Bugatti only built 32 Atalantes, and of that lot, only 12 had bodies crafted in aluminum, like this one. Chassis number 57766, which will hit the auction block during the upcoming RM Sotheby's Driven by Disruption event, is the final of the aluminum examples. That distinction alone would be enough to propel its price into the stratosphere, but its exemplary condition, along with the presence of all its original components make it an even more attractive proposition.

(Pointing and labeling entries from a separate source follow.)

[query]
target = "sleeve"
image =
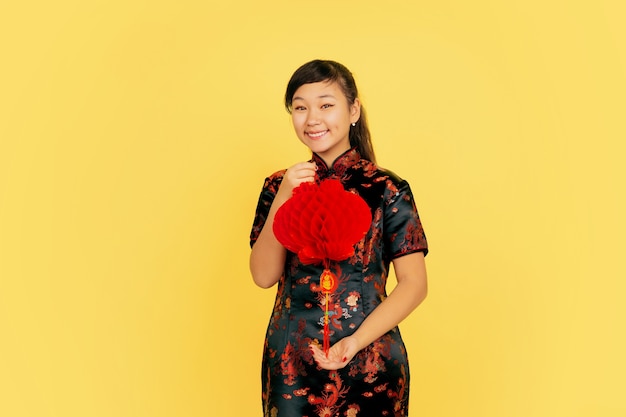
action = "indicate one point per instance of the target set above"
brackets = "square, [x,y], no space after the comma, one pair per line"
[268,193]
[403,233]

After an ownership history which included esteemed enthusiast Al Garthwaite—founder of Philadelphia's famous Algar Ferrari—the car was purchased by Macy's mogul John W. Straus, who drove it frequently before he parked it for good. The Bugatti spent nearly five decades stored away before being sent for restoration in 2007, after which it would eventually win 2nd in Class at the Pebble Beach Concours d'Elegance that year.
In 2013, a 1937 Type 57SC Atalante sold for the $8.5 million during an auction at the prestigious California event, and given the current market for high-end collectible cars, a hammer price of over $10 million for chassis number 57766 seems like a safe bet.

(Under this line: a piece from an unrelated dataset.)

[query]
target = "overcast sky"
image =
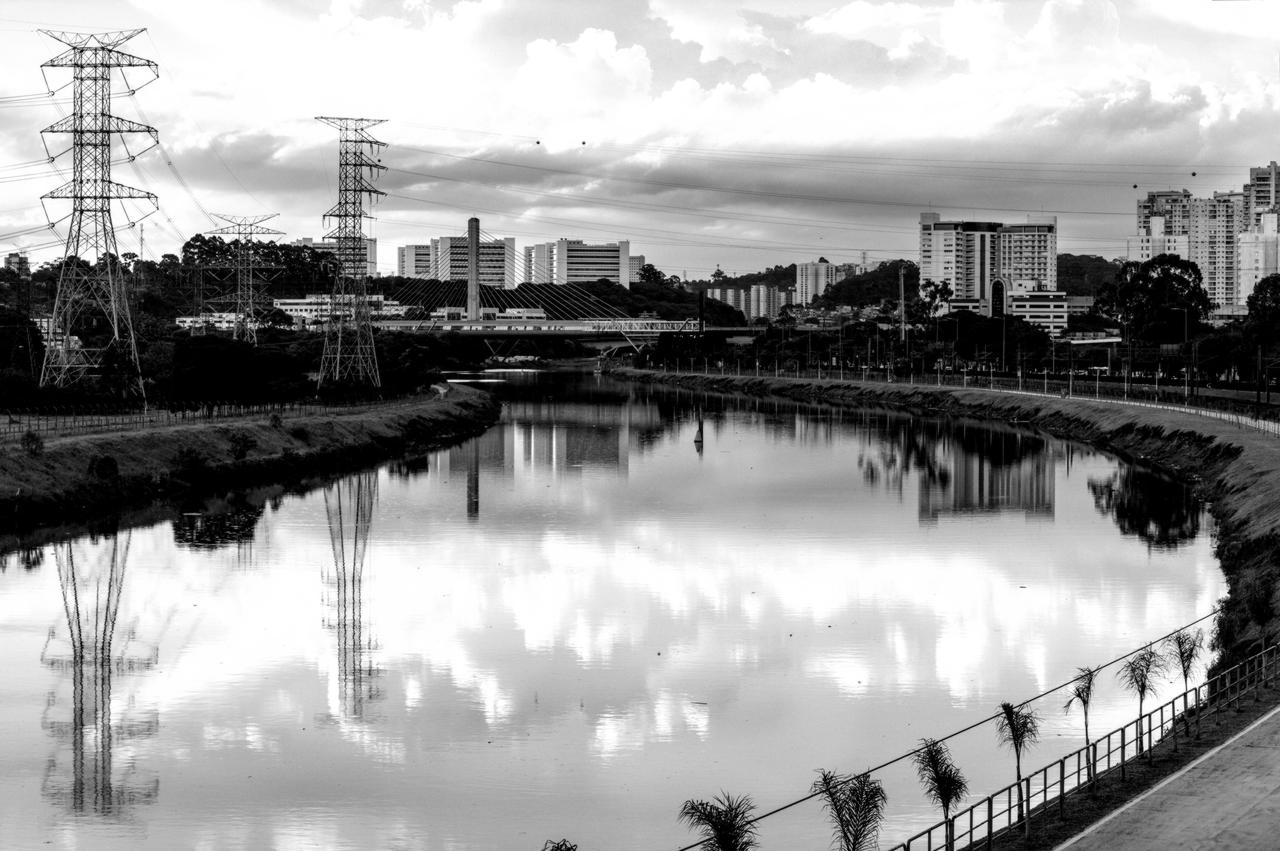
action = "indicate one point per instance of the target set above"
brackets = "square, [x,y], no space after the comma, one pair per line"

Of course, the Bugatti won't be alone when the auction commences. Some of the other contenders include a stunning 1955 Ferrari 500 Mondial by Scaglietti, a one-of-19 Aston Martin DB4 Zagato, and fantastic 1981 Lamborghini Countach LP400 S Series III finished in Verde Metallizzato.
The RM Sothebys Driven by Disruption auction will happen in New York City December 10th, 2015.